Generate a quick status board:

python scripts/progress_dashboard.py --root <project-path>

This summarizes current gate, completion %, blockers, and recent activity.

Run a single-task gate step with one command:

python scripts/run_gate.py --root <project-path> --gate G2 --agent codex --fallback-agent claude --project-mode brownfield --execution-mode gated --research-mode true --task "architecture baseline refined for API routing" --status IN_PROGRESS --validate-cmd "npm run -s typecheck" --ui-review-note "N/A for architecture-only task"

Mark PASS only after all gate-level checklist items are complete:

python scripts/run_gate.py --root <project-path> --gate G2 --agent codex --task "architecture gate complete" --status PASS --validate-cmd "npm run -s typecheck"

For web/UI tasks, require browser verification by OpenClaw agent:

python scripts/run_gate.py ... --requires-browser-check --ui-review-note "Verified login + CRUD manually in browser via OpenClaw browser tools"

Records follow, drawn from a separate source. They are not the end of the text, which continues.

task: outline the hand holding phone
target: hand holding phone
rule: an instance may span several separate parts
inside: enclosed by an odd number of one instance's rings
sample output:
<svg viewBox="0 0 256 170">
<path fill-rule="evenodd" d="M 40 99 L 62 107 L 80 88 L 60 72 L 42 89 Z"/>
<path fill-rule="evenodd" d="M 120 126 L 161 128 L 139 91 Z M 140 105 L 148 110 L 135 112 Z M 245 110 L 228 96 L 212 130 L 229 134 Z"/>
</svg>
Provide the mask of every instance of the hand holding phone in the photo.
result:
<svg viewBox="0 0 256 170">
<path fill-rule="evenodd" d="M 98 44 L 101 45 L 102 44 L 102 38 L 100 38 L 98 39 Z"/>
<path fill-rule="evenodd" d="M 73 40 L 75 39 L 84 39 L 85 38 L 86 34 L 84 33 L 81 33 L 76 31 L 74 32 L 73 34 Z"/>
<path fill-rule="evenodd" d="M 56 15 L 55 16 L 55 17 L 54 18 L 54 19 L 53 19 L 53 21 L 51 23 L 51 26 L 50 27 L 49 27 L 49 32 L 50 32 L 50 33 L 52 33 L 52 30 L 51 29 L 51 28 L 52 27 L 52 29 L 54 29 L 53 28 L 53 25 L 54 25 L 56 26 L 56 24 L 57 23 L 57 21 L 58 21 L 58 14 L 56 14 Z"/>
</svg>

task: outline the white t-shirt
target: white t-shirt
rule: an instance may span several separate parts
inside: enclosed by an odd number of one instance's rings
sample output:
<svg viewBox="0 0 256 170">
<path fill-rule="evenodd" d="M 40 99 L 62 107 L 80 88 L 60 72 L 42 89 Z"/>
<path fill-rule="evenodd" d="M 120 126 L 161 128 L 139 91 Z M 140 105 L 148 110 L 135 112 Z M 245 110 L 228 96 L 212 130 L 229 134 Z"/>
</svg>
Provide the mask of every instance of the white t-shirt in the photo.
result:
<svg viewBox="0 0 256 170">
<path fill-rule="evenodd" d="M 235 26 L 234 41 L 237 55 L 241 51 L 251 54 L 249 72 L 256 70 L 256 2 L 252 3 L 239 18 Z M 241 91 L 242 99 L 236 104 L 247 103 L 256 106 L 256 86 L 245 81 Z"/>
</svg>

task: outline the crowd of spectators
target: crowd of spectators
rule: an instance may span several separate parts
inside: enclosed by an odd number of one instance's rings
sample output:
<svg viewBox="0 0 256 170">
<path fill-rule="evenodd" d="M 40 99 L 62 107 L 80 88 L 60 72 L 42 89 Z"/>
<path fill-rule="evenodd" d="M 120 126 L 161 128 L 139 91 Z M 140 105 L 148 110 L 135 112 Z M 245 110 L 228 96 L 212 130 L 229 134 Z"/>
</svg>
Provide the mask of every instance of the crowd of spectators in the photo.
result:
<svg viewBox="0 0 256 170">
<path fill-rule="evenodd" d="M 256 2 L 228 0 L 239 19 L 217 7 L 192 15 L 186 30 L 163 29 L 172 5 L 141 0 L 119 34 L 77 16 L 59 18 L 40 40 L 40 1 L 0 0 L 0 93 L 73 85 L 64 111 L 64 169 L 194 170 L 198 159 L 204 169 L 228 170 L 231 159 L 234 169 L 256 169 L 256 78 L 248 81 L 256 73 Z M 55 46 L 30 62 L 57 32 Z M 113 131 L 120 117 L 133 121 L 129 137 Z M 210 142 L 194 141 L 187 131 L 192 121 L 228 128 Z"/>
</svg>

Package distributable skill artifact:

python scripts/package_skill.py --skill-dir . --out dist

End-State Deliverables

At completion provide:

  • docs/progress.md at 100%
  • final gate summary from .orchestrator/status.json
  • test result summary + unresolved risks
  • deployment + rollback notes
  • next-iteration backlog

If blockers remain, mark as PARTIAL_COMPLETE with explicit blockers and owners.